Semsiman calculation taking huge amout of time and resources

monarch-initiative / semsimian

Simple rust implementation of semantic similarity

BSD 3-Clause "New" or "Revised" License

8 stars 5 forks source link

Semsiman calculation taking huge amout of time and resources #115

Open souzadevinicius opened 9 months ago

souzadevinicius commented 9 months ago

I'm trying to calculate semantic similarity profiles using Phenio ontology comparing different term sets

HPxHP
HPxMP
HPxZP

HP term set: 17097 entries
MP term set: 13809 entries
ZP term set: 39373 entries

Ontology used: Phenio Library versions

semsimian                  0.2.11
oaklib                     0.5.24

command line execution example:

runoak --stacktrace -vvv  -i semsimian:sqlite:phenio-monarch.db similarity -p i \
--set1-file hp_terms.txt \
--set2-file hp_terms.txt \
--min-ancestor-information-content 4.0 \
--min-jaccard-similarity 0 \
--autolabel \
-O csv \
-o phenio-monarch-hp-hp.0.semsimian.tsv

I tried to run these experiments locally (32 and 64 GB RAM machines) and in a HPC (writing output process took more than one week and then was killed)

caufieldjh commented 9 months ago

One week, oof! I have previously been able to complete a very similar PHENIO HP vs MP on a GCloud instance with < 64 GB memory, though it did consume a lot of that resource. What kind of resource usage do you see with higher thresholds, like a min of 10 for AIC and 0.4 for Jaccard? The labeling can also consume a surprisingly large amount of resources and is very redundant for this sort of comparison, so I'd suggest dropping that parameter and mapping CURIEs to labels after the comparison is complete.

matentzn commented 9 months ago

@souzadevinicius lets try a 0.4 Jaccard threshold and removing the labelling options and see if that makes it at least possible to run HP-ZP

souzadevinicius commented 8 months ago

@souzadevinicius lets try a 0.4 Jaccard threshold and removing the labelling options and see if that makes it at least possible to run HP-ZP

cmungall commented 7 months ago

what's the status of this?

justaddcoffee commented 7 months ago

Discussing in the MWF hackathon now

We were thinking we would deploy semsimian/oak on our build server and run on a regular cadence.
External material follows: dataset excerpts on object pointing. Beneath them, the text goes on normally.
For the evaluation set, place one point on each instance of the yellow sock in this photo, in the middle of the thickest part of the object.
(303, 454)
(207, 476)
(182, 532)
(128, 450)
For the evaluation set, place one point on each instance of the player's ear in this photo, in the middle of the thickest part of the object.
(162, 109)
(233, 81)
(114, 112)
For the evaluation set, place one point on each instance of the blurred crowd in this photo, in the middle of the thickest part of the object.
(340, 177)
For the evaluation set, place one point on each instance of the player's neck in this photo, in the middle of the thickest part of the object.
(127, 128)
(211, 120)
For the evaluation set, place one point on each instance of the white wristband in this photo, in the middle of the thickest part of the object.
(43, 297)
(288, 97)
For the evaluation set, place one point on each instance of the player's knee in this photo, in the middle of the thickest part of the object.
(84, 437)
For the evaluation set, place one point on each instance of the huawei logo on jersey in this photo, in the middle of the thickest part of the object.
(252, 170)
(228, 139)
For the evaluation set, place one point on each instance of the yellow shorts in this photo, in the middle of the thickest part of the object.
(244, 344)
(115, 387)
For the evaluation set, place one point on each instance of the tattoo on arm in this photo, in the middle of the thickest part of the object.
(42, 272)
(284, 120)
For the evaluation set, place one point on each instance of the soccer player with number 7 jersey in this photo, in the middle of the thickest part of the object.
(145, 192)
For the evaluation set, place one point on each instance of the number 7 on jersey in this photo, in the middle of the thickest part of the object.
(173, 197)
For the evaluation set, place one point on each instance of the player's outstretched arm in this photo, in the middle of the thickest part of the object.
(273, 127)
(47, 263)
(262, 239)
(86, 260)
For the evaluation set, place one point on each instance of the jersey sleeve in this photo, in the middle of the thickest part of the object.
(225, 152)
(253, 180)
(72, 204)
This way we have an objective measure of how much memory/time we are talking about here, and we can also emit a new artifact with a PURL so people can use this downstream.

@caufieldjh perhaps we already have a repo to do this?

justaddcoffee commented 7 months ago

Ah okay, Harry has already made a repo for this here

hrshdhgd commented 7 months ago

Sorry I'm a little late to the party but @souzadevinicius , did you run this without --autolabel or specify --no-autolabel? Just to get an idea how fast it'll be.

justaddcoffee commented 7 months ago

The last build in Aug '23 took 1h and 18m.

Sorry I'm a little late to the party but @souzadevinicius , did you run this without --autolabel or specify --no-autolabel? Just to get an idea how fast it'll be.

Yep good question @hrshdhgd

Harry says a previous build with auto-label turned on took 15h so this might be at least one thing that is slowing down Vinicius's run

caufieldjh commented 7 months ago

Note that the Jenkins build performed by that repo takes a bit over 1 hr without autolabel and ~15 hrs w/ autolabel.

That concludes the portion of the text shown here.